Sidra crossed to the bar, briefly considering the whisky she wanted. Instead, she reached for the kettle. As she filled it, she shot the cat a side-glance.

“And how did this come to be? She…” Sidra paused, studying the creature. “She is very comfortable.”

Will shrugged. Evasive. Typical. “She’s been hanging around the promenade. Some of us have been slipping her snacks after class. She started following me. I decided to let her in today.”

“You did,” she said, flat and unimpressed.

“And then I confirmed with Da,” he countered.

Of course he had. Those two shared a bond that could topple governments if they ever coordinated their efforts. Sidra was not often on the losing end of anything, but somehow she had been outmaneuvered before she even knew she was in the fight.

“I do not know the first thing about cats,” she muttered.

The kettle clicked off. She poured hot water over the tea leaves in her strainer, watching them bloom as steam rose gently in calming swirls. The scent of chamomile eased the tension crawling across her shoulders.

Will grinned with more confidence than she appreciated. “You’ll learn. They’re not half as complicated as the things you deal with every day.”

Sidra gave him a look. “Which is exactly why I prefer my home to be free of complications.”

Sidra settled back with her tea, letting the warmth ease the edge off her irritation. Will lingered near the couch, watching her with a mixture of caution and hope.

“You named her already, didn’t you,” Sidra said.

Will’s face brightened. “Rowan.”

Sidra blinked once. “Rowan.”

He nodded enthusiastically. “It’s Scottish. And she’s kind of got that… forest look? You know? Brown and… leafy. And Rowan trees are supposed to ward off bad spirits.”

Sidra looked at the feline in question, who was currently perched on the armchair like she was preparing to judge an entire tribunal panel.

“Will,” she said dryly, “I doubt any spirit sees that creature and thinks twice.”

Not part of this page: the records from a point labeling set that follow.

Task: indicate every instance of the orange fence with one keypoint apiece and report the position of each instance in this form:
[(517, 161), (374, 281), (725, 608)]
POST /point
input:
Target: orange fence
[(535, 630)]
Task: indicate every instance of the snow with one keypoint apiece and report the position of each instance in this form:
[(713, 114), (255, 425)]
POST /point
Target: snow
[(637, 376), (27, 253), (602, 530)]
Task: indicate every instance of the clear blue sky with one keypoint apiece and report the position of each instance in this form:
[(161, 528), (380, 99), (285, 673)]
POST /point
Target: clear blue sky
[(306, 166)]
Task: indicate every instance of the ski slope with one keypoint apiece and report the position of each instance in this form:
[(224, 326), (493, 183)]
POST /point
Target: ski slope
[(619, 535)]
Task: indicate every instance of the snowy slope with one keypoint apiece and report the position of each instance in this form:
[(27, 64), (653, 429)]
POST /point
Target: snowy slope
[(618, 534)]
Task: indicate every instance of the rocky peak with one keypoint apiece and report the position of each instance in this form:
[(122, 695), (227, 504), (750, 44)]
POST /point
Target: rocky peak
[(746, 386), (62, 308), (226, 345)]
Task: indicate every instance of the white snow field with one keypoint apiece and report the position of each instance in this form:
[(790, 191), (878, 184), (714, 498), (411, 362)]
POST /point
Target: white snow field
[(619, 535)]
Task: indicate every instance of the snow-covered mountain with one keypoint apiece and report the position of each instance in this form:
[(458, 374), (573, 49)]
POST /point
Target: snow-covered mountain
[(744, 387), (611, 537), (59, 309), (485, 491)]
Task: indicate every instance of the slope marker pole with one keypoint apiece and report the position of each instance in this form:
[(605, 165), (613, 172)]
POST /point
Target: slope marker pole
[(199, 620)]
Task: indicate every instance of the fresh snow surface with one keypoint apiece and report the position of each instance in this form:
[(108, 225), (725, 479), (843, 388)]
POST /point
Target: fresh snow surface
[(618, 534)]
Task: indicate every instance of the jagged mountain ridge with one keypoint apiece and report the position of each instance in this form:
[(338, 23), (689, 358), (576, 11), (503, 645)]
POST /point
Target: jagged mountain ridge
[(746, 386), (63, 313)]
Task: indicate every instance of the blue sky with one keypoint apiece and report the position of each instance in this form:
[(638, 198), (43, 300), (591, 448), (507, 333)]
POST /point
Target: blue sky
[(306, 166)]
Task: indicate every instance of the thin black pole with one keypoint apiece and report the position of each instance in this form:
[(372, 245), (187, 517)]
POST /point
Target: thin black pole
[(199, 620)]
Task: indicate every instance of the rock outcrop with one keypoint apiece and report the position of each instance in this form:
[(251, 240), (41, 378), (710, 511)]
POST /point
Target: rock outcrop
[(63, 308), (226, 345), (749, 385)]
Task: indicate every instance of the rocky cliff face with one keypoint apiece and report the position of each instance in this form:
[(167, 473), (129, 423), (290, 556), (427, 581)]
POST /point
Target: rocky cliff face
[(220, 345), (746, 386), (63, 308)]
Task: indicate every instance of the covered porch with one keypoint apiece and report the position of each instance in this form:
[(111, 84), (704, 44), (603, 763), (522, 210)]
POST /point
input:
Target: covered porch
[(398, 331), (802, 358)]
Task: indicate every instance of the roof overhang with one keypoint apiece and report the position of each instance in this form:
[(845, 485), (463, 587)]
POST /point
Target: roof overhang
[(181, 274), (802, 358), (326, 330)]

He huffed a laugh, shoulders relaxing a little.

Rowan hopped down from the chair and ambled toward the hallway that led to her bedroom, tail high, making her intentions very clear.

Sidra sat up straight. “No. Absolutely not.”

Rowan paused, glancing back at her with mild confusion.

“You are not allowed in my bedroom,” Sidra said firmly, pointing toward the living area like she was addressing a junior officer who had wandered into restricted space.

Will winced. “She… uh… might not understand that.”

Sidra turned her eyes on him, cool and precise. “Then you will make it clear to her. You told your father she was your responsibility.”

He sighed, trudging after the cat. “Rowan, c’mon. Not in there.”

Rowan sat in the hallway and blinked at him as if she had just been told a deeply amusing joke.

Sidra watched over the rim of her cup. “Your first test. Good luck.”

Will crouched, snapping his fingers gently. “Rowan. Hey. Let’s stay out here, okay?”

The cat rose, turned around with an air of reluctant grace, and walked back into the main room, hopping onto the chair with the dignity of someone who had chosen to obey purely out of boredom.

Will dropped into the opposite seat, defeated. “She’s gonna be trouble.”

Sidra sipped her tea again. “She already is.”

Rowan curled her tail neatly around her paws, staring at Sidra with slow, deliberate blinks.

Sidra met her gaze. “Do not even think about it.”

Will cracked a smile. “You’re mad.”

Sidra shook her head, settling deeper into the cushions with her tea. “Not mad. Irritated. Mostly at the state you left this place in.”

Her eyes drifted to Rowan, who blinked serenely.

Her gaze shifted to the cat. “You,” she added, “are just the cherry on top.”